Commentaire
Le roman classique comporte des épisodes riches en émotion, quasiment obligatoires, et attendus par le lecteur, parmi lesquels figurent les premières rencontres amoureuses. Dans son roman éponyme, Lucien Leuwen, dont l’intrigue se déroule sous la Monarchie de Juillet, vers 1834-1835, Stendhal met en scène Lucien, un jeune sous-lieutenant récemment affecté à Nancy. Alors qu’avec son régiment le héros défile en ville sur un cheval d’emprunt, celui-ci se livre à des réflexions désabusées sur sa situation. Dans l’extrait que nous étudions, Lucien rencontre « une jeune femme blonde », mais Stendhal qui fait partie des romanciers novateurs du début du XIXème siècle, renouvelle cette scène traditionnelle de façon originale.
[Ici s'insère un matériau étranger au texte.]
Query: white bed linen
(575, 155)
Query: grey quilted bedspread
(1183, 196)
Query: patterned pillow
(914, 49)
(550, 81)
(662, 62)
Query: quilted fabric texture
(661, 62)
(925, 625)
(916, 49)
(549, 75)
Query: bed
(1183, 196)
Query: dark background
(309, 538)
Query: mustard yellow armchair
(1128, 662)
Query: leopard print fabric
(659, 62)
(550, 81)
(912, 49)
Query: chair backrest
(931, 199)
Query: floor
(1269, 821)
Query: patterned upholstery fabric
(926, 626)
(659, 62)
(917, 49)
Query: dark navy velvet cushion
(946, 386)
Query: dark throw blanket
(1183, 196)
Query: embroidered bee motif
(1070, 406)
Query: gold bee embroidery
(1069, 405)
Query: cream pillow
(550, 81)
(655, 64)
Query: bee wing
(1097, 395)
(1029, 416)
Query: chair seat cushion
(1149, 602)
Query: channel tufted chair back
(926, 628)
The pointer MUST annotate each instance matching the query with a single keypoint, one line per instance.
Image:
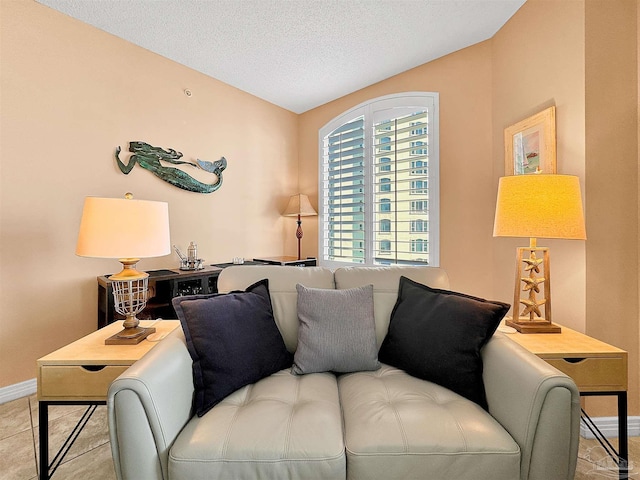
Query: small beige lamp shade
(299, 206)
(537, 205)
(128, 230)
(123, 228)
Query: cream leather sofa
(381, 424)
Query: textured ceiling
(297, 53)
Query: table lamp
(537, 206)
(299, 206)
(128, 230)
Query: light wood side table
(80, 374)
(596, 367)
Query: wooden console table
(596, 367)
(80, 374)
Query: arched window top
(389, 147)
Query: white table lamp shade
(123, 228)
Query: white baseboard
(18, 390)
(609, 427)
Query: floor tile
(93, 435)
(18, 457)
(14, 417)
(95, 465)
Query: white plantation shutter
(379, 183)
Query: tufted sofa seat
(366, 425)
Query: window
(384, 164)
(419, 206)
(419, 245)
(378, 183)
(418, 187)
(418, 167)
(385, 205)
(419, 226)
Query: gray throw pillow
(336, 331)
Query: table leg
(43, 430)
(623, 436)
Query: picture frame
(530, 145)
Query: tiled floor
(90, 456)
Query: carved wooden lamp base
(531, 273)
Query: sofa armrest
(537, 404)
(148, 405)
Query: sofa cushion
(283, 426)
(385, 286)
(400, 427)
(282, 288)
(336, 332)
(233, 341)
(437, 335)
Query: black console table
(166, 284)
(163, 286)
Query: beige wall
(463, 81)
(612, 178)
(70, 95)
(538, 61)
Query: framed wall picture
(530, 145)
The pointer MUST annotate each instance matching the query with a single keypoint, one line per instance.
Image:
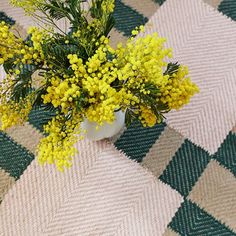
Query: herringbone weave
(185, 180)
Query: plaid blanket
(192, 155)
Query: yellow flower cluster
(95, 80)
(179, 89)
(30, 6)
(61, 93)
(147, 117)
(141, 61)
(58, 147)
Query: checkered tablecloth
(185, 182)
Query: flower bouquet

En effet, adoptant le point de vue de son personnage, l’auteur épouse l’expérience vécue par celui-ci, cependant, le narrateur n’en prend pas moins de la distance à l’égard de son personnage par son commentaire tendrement ironique. Fusion et distance constituent donc les deux dimensions de ce texte.
I/ Fusion narrateur-personnage
1) Le point de vue de Lucien
- le narrateur extérieur au récit adopte un point de vue interne des le début « Lucien leva les yeux et vit … » (l 1) (champ lexical du regard). Le lecteur peut donc plus facilement s’identifier au héros dont il partage la situation privilégiée : il faut en effet être sur un cheval pour apercevoir « un embarras sous une voûte au bout de la rue », pour distinguer le détail de « la mousseline brodée » (l 17), et pour lire dans les yeux de la jeune femme « une expression singulière » (l 18-19) alors qu’elle est « à demi cachée » derrière sa fenêtre. Seul l’arrêt du défilé et la hauteur du cheval permettent ce point de vue.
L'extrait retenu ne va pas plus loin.